Appropriation of appreciation?

Tegenwoordig ligt de wereld muzikaal aan je vingertoppen. Nooit eerder is het voor dj’s zó makkelijk geweest om zoveel obscure muziek te draaien vanuit alle windrichtingen. Maar juist daar schuilt ook een valkuil. Want wat als die platen die je in Europa zorgeloos draait, op andere plekken weer niet zo lekker vallen? En het misschien ook wel niet aan jou is om die te draaien? 
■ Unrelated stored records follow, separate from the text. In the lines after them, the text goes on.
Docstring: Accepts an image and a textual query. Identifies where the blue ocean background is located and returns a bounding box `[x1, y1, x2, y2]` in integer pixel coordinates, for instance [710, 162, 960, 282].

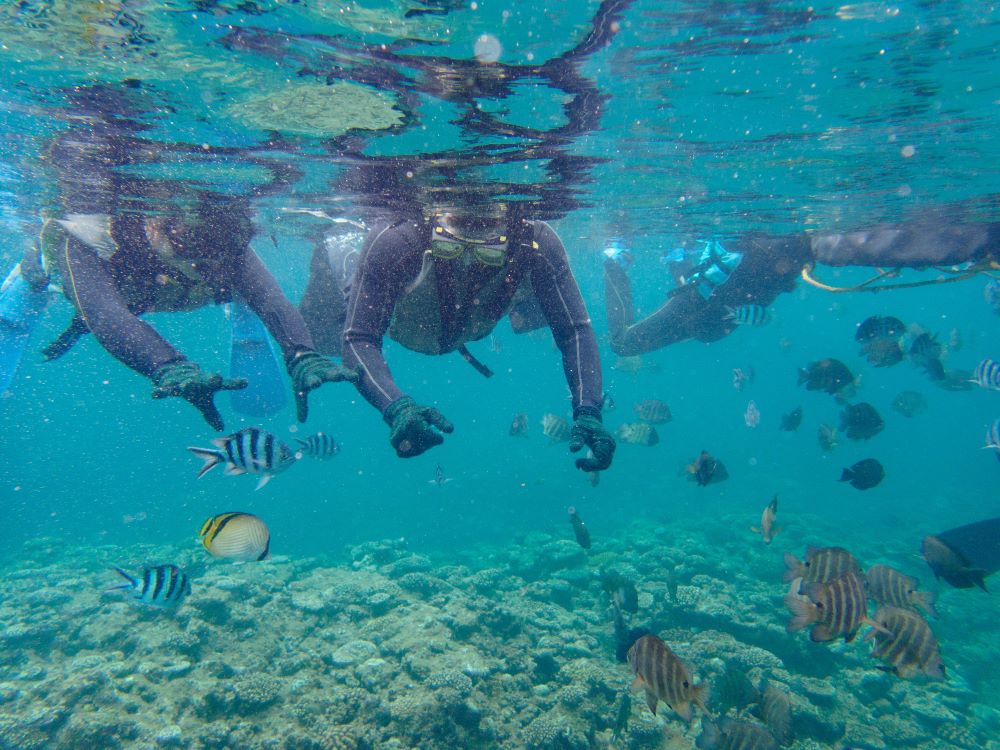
[0, 0, 1000, 747]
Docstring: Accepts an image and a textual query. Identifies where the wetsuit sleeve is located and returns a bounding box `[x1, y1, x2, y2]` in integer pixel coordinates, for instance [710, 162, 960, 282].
[812, 223, 1000, 268]
[343, 222, 427, 413]
[232, 248, 313, 365]
[61, 237, 184, 377]
[531, 222, 603, 415]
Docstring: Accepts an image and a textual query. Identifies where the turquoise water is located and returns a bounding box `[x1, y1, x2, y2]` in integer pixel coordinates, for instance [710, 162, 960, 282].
[0, 0, 1000, 748]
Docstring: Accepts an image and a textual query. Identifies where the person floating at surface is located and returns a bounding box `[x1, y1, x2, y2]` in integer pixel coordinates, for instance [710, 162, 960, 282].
[604, 218, 1000, 357]
[304, 204, 615, 472]
[27, 82, 357, 431]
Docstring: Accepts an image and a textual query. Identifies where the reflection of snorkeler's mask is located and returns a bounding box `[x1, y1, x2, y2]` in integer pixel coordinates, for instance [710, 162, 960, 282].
[431, 227, 507, 268]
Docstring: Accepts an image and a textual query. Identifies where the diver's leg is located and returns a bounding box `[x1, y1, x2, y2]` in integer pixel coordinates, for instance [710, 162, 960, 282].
[59, 237, 183, 378]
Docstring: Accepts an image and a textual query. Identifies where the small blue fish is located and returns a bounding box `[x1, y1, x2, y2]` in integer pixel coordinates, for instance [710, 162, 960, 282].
[726, 305, 771, 326]
[972, 359, 1000, 391]
[105, 565, 191, 609]
[188, 427, 302, 490]
[295, 432, 340, 459]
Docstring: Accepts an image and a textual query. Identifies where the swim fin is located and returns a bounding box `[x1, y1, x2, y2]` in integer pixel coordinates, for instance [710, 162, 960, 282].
[229, 299, 288, 417]
[0, 263, 49, 392]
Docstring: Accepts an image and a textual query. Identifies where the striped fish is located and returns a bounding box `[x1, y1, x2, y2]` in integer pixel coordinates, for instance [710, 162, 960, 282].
[785, 570, 872, 643]
[865, 565, 938, 617]
[972, 359, 1000, 391]
[726, 305, 771, 326]
[198, 512, 271, 562]
[627, 635, 708, 722]
[782, 545, 861, 583]
[865, 606, 945, 679]
[295, 432, 340, 459]
[188, 427, 302, 490]
[106, 565, 191, 609]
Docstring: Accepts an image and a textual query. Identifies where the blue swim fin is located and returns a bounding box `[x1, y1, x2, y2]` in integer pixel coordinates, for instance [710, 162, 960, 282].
[0, 263, 49, 393]
[229, 299, 288, 417]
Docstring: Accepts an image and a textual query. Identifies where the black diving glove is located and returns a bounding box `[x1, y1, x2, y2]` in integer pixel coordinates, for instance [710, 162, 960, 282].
[153, 359, 247, 432]
[382, 396, 455, 458]
[569, 406, 615, 471]
[288, 349, 358, 422]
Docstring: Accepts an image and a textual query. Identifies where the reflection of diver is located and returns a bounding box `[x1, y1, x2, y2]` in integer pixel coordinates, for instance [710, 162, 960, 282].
[303, 204, 615, 471]
[604, 219, 1000, 356]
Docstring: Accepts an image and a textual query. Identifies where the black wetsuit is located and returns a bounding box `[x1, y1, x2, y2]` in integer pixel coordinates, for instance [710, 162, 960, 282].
[343, 220, 602, 413]
[604, 219, 1000, 356]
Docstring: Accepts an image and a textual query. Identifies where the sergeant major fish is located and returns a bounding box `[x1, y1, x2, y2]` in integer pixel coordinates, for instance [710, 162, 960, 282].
[105, 565, 191, 609]
[188, 427, 302, 490]
[628, 635, 708, 723]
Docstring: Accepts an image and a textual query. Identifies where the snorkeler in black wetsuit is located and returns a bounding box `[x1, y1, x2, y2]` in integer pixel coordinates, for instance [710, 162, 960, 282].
[306, 209, 615, 471]
[604, 219, 1000, 356]
[33, 83, 356, 431]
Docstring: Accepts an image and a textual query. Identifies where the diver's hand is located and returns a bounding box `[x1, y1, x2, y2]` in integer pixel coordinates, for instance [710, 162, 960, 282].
[569, 406, 615, 471]
[382, 396, 455, 458]
[288, 349, 358, 422]
[153, 360, 247, 432]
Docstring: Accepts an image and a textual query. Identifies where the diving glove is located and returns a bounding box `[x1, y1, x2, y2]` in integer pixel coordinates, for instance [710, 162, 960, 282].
[569, 406, 615, 471]
[382, 396, 455, 458]
[288, 349, 358, 422]
[153, 359, 247, 432]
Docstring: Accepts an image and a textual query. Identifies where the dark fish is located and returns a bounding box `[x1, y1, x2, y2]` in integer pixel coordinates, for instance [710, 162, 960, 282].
[107, 565, 191, 609]
[568, 505, 590, 549]
[838, 458, 885, 490]
[617, 422, 660, 448]
[507, 413, 528, 437]
[923, 518, 1000, 591]
[781, 545, 861, 583]
[632, 398, 674, 424]
[854, 315, 906, 343]
[725, 305, 771, 327]
[907, 331, 945, 380]
[712, 662, 761, 716]
[188, 427, 302, 490]
[695, 718, 778, 750]
[861, 339, 903, 367]
[840, 401, 885, 440]
[799, 358, 854, 396]
[295, 432, 340, 459]
[542, 414, 572, 443]
[601, 571, 639, 615]
[865, 606, 945, 680]
[892, 391, 927, 417]
[781, 406, 802, 432]
[816, 424, 838, 451]
[972, 359, 1000, 391]
[628, 635, 708, 722]
[785, 570, 869, 643]
[685, 451, 729, 487]
[198, 513, 271, 562]
[865, 565, 938, 617]
[761, 685, 792, 745]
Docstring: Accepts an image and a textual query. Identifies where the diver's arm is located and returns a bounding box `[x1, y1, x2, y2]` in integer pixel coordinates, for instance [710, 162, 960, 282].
[232, 247, 313, 364]
[61, 237, 184, 378]
[343, 222, 426, 413]
[812, 220, 1000, 268]
[531, 221, 602, 415]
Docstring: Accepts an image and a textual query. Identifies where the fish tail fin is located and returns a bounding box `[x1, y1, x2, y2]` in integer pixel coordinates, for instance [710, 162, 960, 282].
[913, 591, 940, 618]
[781, 552, 802, 583]
[104, 566, 139, 593]
[785, 592, 816, 633]
[188, 445, 226, 479]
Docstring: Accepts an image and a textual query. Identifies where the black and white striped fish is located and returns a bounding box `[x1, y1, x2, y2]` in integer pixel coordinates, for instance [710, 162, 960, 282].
[295, 432, 340, 459]
[726, 305, 771, 326]
[106, 565, 191, 609]
[972, 359, 1000, 391]
[188, 427, 302, 490]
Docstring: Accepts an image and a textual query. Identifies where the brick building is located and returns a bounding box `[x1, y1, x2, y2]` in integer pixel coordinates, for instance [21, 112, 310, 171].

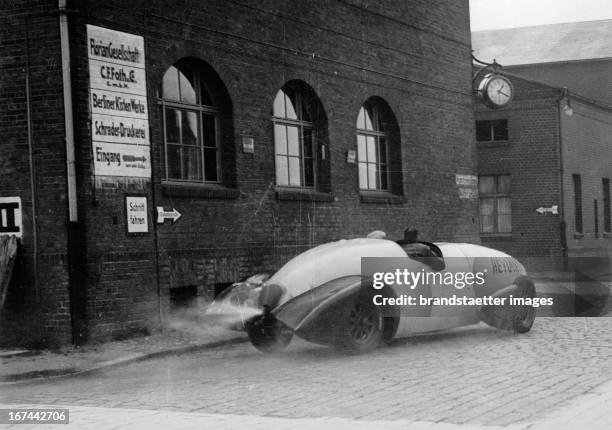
[0, 0, 479, 344]
[475, 75, 612, 270]
[472, 20, 612, 105]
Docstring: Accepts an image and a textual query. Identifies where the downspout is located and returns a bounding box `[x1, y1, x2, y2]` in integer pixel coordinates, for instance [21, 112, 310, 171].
[557, 87, 569, 271]
[58, 0, 87, 345]
[25, 16, 43, 340]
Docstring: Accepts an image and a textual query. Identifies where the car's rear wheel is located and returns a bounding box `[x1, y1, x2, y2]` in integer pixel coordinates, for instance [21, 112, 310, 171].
[247, 314, 293, 354]
[512, 276, 536, 333]
[342, 300, 384, 352]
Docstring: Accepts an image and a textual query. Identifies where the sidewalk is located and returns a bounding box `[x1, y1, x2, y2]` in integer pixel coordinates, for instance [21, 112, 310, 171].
[0, 324, 247, 386]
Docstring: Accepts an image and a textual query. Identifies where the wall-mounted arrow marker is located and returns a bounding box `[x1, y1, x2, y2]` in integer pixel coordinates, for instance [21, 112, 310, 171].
[536, 205, 559, 215]
[157, 206, 181, 224]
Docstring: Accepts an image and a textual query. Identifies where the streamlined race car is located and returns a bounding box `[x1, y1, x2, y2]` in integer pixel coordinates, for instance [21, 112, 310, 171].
[207, 238, 538, 352]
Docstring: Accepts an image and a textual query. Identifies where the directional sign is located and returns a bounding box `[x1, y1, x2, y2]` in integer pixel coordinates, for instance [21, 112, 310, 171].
[157, 206, 181, 224]
[536, 205, 559, 215]
[125, 196, 149, 233]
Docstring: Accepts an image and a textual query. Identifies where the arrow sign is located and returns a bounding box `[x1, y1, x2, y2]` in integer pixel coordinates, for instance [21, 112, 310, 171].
[157, 206, 181, 224]
[536, 205, 559, 215]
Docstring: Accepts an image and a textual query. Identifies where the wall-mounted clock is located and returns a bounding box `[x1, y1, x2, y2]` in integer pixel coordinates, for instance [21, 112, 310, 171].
[478, 73, 514, 109]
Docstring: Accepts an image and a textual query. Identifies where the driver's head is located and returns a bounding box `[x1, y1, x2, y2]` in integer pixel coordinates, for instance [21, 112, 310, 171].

Neem bijvoorbeeld die keer dat Dax J een oproep tot gebed draaide (hij had zelf geen idee) in een club in Tunesië (en vervolgens een jaar cel aan zijn broek kreeg). Of wat subtieler: denk aan de tijd dat disco-dj's aan de haal gingen met Afrikaanse platen waar de muzikanten zelf nooit een cent aan hadden verdiend. En de periode dat witte UK bass-dj's opeens allemaal grimmige drill gingen draaien, terwijl ze zelf geen idee hadden wat de inhoud van die track precies is.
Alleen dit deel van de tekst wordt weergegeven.